The theatre, the Little at Southwark Playhouse, is perfect for this story. The audience arrives to find themselves sitting around a bed – it took me a few moments to realise there was someone in it already, apparently sleeping as we shuffled into our seats. This clever set design immediately puts the viewer into the role of the 'mirror people', as Jessie calls the concealed observers watching her in her isolation room.
Tomcat is an innovative play, which uses an intimate setting and tightly knit cast of five to weave multiple reproductive health and genetics issues into a handful of stories. Mostly it succeeds in being engaging, entertaining and thought provoking.
The play was the winner of the 2015 Papatango New Writing Prize, and author James Rushbrooke has a background in young people's advocacy and developmental psychology, experience which shows in both the dialogue and themes.
For me, the play works best when the relationships between the characters are given time to develop. Small, warm moments between Jessie and Tom (Brian Doherty), her key worker, add colour and depth to the big issues being discussed, as well as some well-needed humour. Their father–daughter style relationship personalises the ethical conflicts portrayed through their story.
As well as Tom, we meet two other characters from the medical facility. Caroline (Diana Kent), Jessie's doctor since infancy, is proud to have conducted the last recorded interview with the mother of the last person ever to have Down's syndrome. I found her description of Down's syndrome as 'the smallpox of our generation' chilling in its implications. Her portrayal intrigued me. While she starts as a figure of authority who has restricted Jessie’s development, over the course of the story we come to understand her motivations. This nuanced evolution makes the dramatic turn her story takes at the end more engaging.
Charlie (Edward Harrison) is the new doctor taking over Jessie's care. He brings a different approach to managing and studying Jessie. He takes risks with Jessie that Caroline would not have, in an academic effort to understand Jessie's development.
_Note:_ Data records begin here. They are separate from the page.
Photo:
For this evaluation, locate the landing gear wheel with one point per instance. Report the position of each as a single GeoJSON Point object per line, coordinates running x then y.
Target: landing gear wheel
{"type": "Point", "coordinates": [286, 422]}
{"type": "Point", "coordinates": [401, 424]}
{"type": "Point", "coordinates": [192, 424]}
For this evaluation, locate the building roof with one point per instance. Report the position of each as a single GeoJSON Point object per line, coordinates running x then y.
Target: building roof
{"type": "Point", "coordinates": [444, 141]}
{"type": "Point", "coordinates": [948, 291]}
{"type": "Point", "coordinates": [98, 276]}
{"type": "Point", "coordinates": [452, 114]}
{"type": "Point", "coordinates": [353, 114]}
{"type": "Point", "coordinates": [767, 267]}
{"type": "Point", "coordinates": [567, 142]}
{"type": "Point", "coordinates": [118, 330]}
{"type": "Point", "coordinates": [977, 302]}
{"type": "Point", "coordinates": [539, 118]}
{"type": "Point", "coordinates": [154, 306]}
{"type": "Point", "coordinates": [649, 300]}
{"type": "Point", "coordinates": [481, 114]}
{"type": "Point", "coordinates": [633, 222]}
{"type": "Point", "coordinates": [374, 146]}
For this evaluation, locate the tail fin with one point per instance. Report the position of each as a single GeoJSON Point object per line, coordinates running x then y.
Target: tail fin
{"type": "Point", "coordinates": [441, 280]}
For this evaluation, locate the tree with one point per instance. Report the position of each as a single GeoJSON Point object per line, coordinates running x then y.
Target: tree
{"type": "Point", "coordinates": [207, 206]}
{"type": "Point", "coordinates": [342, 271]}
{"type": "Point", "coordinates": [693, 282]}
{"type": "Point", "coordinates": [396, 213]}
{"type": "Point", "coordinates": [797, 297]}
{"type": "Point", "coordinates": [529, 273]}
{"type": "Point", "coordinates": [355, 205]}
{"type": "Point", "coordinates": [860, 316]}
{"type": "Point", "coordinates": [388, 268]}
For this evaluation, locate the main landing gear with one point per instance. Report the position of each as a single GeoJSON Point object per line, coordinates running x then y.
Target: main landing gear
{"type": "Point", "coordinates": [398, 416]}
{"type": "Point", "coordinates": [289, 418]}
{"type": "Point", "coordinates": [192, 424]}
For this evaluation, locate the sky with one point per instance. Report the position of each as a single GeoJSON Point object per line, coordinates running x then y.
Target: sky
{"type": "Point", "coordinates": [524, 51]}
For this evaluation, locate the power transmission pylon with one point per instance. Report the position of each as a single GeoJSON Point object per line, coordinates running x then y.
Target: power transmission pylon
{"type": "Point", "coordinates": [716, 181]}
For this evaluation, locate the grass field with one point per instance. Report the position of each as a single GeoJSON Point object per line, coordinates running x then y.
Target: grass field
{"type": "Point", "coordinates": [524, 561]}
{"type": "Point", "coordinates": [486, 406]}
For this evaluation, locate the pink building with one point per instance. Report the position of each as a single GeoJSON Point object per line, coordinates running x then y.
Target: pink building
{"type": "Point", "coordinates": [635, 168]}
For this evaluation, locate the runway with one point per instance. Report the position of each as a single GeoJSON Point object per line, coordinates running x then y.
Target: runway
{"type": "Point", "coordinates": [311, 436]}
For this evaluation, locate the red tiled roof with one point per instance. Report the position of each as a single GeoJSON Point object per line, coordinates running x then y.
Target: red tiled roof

A key theme of the play is the ethics of research into genetic conditions. Jessie has been kept captive to protect humanity from her future disease, but captivity also provides an opportunity to conduct research on a classic question – the role of nature versus nurture. As Dr Charlie’s research ambitions progress, his methods become more and more invasive, and the audience is left to draw its own line between what is acceptable and what is not.
In some places too much ethical ground was covered too quickly, and here I felt the storytelling suffered . This is most evident in the story of Charlie and his wife Rachel (Susan Stanley). We see only a small chink of their relationship – just enough to know there is conflict, but not enough to shed light on their predicament.
Rachel is pregnant with a fetus that has an unlawful inherited disorder. While Charlie accepts that 'it isn't a baby, it's an unviable fetus', Rachel is prepared to take extreme measures to breach a termination order; she knows of a past era when people lived with this condition. This could be an interesting addition to the play's central story, but by occurring as brief asides to the main plot the subtleties in their relationship and feelings are lost. As a doctor in obstetrics and gynaecology, I work with pregnant women facing difficult decisions and I appreciate the complexity of these issues for all involved. But the lack of emotional detail did not ring true and left me feeling surprisingly flat for such an emotive topic.
Tomcat is original and at times delightful, with some huge questions wound into 95 minutes that could each stand as chapter headings in a medical ethics textbook. What right does the state have to control people's reproductive choices? Is the goal of prenatal screening to eradicate genetic syndromes and diseases? Should society's gains from research be allowed to override individual autonomy? What is the defining threshold between mental illness and normal behaviour?
The play works best when it meshes these fundamental questions with excellent acting, tightly crafted dialogue and small human details. When the dialogue serves only to explain the dilemmas it risks becoming too abstract.
Not quite perfect but definitely worth seeing, Tomcat runs until 21 November 2015 at Southwark Playhouse.